If the condition on sufficient financial standing has already been assessed as a modality for the application of the criterion referred to in Article 39(c) of the Code, it shall not be re-examined, in accordance with Article 38 (5) of the Code. It can only be evaluated for the purpose of granting of an authorisation to use a comprehensive guarantee with a reduced amount or a guarantee waiver.
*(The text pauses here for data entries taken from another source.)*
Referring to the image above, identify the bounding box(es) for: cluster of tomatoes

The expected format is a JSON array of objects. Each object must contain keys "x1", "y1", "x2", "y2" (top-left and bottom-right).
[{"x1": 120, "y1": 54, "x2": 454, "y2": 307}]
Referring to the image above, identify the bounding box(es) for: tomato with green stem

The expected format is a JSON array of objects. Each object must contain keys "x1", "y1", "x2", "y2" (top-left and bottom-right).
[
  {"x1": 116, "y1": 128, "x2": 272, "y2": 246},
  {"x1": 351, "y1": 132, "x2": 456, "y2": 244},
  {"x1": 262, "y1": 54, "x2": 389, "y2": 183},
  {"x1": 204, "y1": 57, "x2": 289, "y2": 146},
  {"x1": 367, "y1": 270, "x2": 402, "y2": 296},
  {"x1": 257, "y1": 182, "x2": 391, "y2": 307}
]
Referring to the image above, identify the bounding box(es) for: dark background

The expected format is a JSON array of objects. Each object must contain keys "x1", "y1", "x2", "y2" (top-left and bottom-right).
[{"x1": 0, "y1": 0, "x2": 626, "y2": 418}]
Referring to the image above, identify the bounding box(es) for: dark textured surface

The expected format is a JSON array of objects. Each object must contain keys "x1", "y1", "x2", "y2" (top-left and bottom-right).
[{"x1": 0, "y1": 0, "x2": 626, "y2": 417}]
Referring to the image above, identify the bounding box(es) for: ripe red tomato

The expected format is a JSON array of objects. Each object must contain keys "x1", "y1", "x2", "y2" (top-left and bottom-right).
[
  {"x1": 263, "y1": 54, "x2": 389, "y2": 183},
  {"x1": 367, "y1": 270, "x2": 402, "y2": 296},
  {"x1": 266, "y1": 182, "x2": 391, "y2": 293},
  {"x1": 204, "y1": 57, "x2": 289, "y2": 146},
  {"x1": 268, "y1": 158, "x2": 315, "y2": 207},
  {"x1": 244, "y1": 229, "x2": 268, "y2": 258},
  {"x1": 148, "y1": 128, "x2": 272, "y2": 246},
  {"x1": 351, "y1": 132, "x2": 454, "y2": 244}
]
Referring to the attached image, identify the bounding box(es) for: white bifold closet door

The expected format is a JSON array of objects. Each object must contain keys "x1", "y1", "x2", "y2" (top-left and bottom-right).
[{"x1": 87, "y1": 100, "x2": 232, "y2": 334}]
Dies ist der aktuelle Textvorschlag, der nun erneut diskutiert wird. Es handelt sich demnach immer noch um eine vorläufige Version, die nicht abschließend angenommen ist. Termine für den Abschluss der Diskussion stehen noch nicht fest.

Schlüsselelemente der Neufassung

  • Es wird grundsätzlich weiterhin auf die finanzielle Solvenz geprüft
  • Neu ist, dass im Rechtstext für die Ermittlung der finanziellen Stärke beschrieben ist, dass eine Risikobewertung einfließen soll; diese soll dann das Verhältnis zwischen einer möglichen Entstehung der Zollschuld und der tatsächlichen Aktivitäten des jeweiligen Wirtschaftsbeteiligten, sowie die Art der Waren ausloten
  • Außerdem soll bei AEOs  keine weitere Prüfung zu dieser Anforderung erfolgen, sofern dies im Rahmen der Erteilung des AEO Status bereits durchgeführt wurde

Über die weiteren Entwicklungen dazu halten wir Sie auf dem Laufenden.